Les marchés américains ont accueilli cette annonce sans effusion de joie car "ils l'avaient déjà pris en compte, ils avaient prévu que les investisseurs privés allaient participer à cet accord permettant d'éviter un défaut de paiement désordonné", a noté Peter Cardillo, de Rockwell Global Capital.

L'attention se portait sur les chiffres mensuels de l'emploi, que le gouvernement américain doit publier vendredi, d'autant plus que les chiffres hebdomadaires qui ont été publiés dans la matinée "ont été très légèrement décevants", a dit Gregori Volokhine de Meeschaert New York.

Les nouvelles inscriptions au chômage aux Etats-Unis ont augmenté au tournant du mois de mars. Le département du Travail a ainsi recensé 362.000 dépôts de demandes d'allocations de chômage dans le pays du 26 février au 3 mars, soit 2% de plus que la semaine précédente.

Du côté des valeurs, le groupe informatique Apple a pris 2,13% à 542,02 dollars. Selon le quotidien Wall Street Journal, les autorités américaines menacent de poursuivre le géant de la Silicon Valley et cinq grands éditeurs à qui elles reprochent de s'être entendus sur les prix des livres numériques.

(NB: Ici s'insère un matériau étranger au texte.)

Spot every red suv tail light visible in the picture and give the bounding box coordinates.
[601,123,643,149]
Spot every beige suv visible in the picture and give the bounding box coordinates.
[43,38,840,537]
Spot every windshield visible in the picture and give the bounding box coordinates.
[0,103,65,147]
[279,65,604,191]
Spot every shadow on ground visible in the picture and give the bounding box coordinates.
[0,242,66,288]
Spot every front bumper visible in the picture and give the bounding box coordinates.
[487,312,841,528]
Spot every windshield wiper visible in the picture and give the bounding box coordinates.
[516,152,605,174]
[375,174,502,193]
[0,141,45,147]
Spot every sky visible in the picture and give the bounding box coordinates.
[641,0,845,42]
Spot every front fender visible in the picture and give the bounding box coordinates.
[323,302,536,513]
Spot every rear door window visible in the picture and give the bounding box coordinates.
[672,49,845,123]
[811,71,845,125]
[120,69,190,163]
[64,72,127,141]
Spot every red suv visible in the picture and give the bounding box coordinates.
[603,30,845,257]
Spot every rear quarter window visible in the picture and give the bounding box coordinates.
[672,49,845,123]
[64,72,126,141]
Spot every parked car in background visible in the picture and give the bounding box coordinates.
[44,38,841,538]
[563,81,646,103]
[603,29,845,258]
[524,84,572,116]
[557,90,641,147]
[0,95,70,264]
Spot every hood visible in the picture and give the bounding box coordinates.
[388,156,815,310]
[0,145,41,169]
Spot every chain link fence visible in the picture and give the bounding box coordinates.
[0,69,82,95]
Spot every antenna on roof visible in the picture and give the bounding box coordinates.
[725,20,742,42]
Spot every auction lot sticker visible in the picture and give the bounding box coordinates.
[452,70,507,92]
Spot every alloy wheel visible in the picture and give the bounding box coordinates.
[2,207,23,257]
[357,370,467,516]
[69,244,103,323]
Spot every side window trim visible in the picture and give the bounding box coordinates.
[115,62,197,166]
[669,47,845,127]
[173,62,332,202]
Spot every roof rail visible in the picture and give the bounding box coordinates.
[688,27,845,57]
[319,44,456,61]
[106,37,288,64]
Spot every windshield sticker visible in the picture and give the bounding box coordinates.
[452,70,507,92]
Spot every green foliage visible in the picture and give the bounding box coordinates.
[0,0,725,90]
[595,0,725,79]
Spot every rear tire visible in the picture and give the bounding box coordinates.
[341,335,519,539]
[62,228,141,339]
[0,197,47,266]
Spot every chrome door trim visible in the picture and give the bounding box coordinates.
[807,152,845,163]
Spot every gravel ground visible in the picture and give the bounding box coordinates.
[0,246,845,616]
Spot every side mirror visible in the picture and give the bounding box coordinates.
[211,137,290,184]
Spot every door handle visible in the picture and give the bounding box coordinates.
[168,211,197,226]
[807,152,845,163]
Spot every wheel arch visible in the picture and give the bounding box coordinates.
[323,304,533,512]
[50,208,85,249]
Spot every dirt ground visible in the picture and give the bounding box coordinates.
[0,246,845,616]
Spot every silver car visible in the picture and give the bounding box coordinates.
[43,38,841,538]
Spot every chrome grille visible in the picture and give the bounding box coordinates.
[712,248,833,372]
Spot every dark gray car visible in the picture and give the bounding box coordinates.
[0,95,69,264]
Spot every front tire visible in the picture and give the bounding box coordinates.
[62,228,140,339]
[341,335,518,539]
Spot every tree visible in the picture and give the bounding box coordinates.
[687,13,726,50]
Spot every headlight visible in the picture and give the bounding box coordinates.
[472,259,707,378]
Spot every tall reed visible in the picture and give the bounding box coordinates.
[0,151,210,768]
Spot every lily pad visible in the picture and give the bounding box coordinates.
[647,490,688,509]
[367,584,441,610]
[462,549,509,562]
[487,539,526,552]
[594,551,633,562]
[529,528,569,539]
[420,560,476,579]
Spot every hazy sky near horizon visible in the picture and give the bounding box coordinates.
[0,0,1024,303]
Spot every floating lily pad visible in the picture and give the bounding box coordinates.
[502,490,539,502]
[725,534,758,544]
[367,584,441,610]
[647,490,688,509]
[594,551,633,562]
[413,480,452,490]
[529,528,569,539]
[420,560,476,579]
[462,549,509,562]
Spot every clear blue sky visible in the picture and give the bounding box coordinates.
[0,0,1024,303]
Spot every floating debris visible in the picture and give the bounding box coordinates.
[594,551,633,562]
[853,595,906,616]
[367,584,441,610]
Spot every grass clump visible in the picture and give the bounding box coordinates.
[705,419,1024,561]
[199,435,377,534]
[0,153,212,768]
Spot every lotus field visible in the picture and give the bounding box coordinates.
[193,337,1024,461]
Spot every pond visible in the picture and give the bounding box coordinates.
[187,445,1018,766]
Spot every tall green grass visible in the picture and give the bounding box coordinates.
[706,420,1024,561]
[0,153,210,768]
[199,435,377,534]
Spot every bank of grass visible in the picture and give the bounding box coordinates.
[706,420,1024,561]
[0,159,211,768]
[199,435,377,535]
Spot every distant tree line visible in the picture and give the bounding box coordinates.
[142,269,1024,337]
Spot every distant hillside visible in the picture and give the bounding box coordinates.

Son concurrent, le magasin en ligne Amazon, s'est adjugé 2,11% à 187,64 dollars. Le pionnier américain des services de diffusion de films en flux via internet, Netflix, est monté de 2,74% à 108,07 dollars.

La chaîne de restauration rapide McDonald's a cédé 3,21% à 96,96 dollars, après avoir annoncé des ventes moins bonnes que prévu en Europe.

Le groupe d'assurances AIG s'est replié de 3,87% à 28,31 dollars. Le département du Trésor américain a indiqué jeudi qu'il proposait à la souscription publique 207 millions d'actions ordinaires du groupe à un prix unitaire de 29,00 dollars.

Les valeurs financières, baromètres de la confiance du marché dans la résolution de la crise de la dette en Europe, ont fini en nette hausse: JPMorgan Chase a gagné 1,23% à 40,44 dollars, suivie de Wells Fargo (+3,26% à 31,40 dollars), Goldman Sachs (+0,66% à 117,17 dollars), Citigroup (+2,29% à 34,00 dollars), et Bank of America (+0,50% à 8,06 dollars).

Le marché obligataire a fini en baisse. Le rendement du bon du Trésor à 10 ans a progressé à 2,014% contre 1,972% mercredi soir et celui à 30 ans à 3,170% contre 3,116%.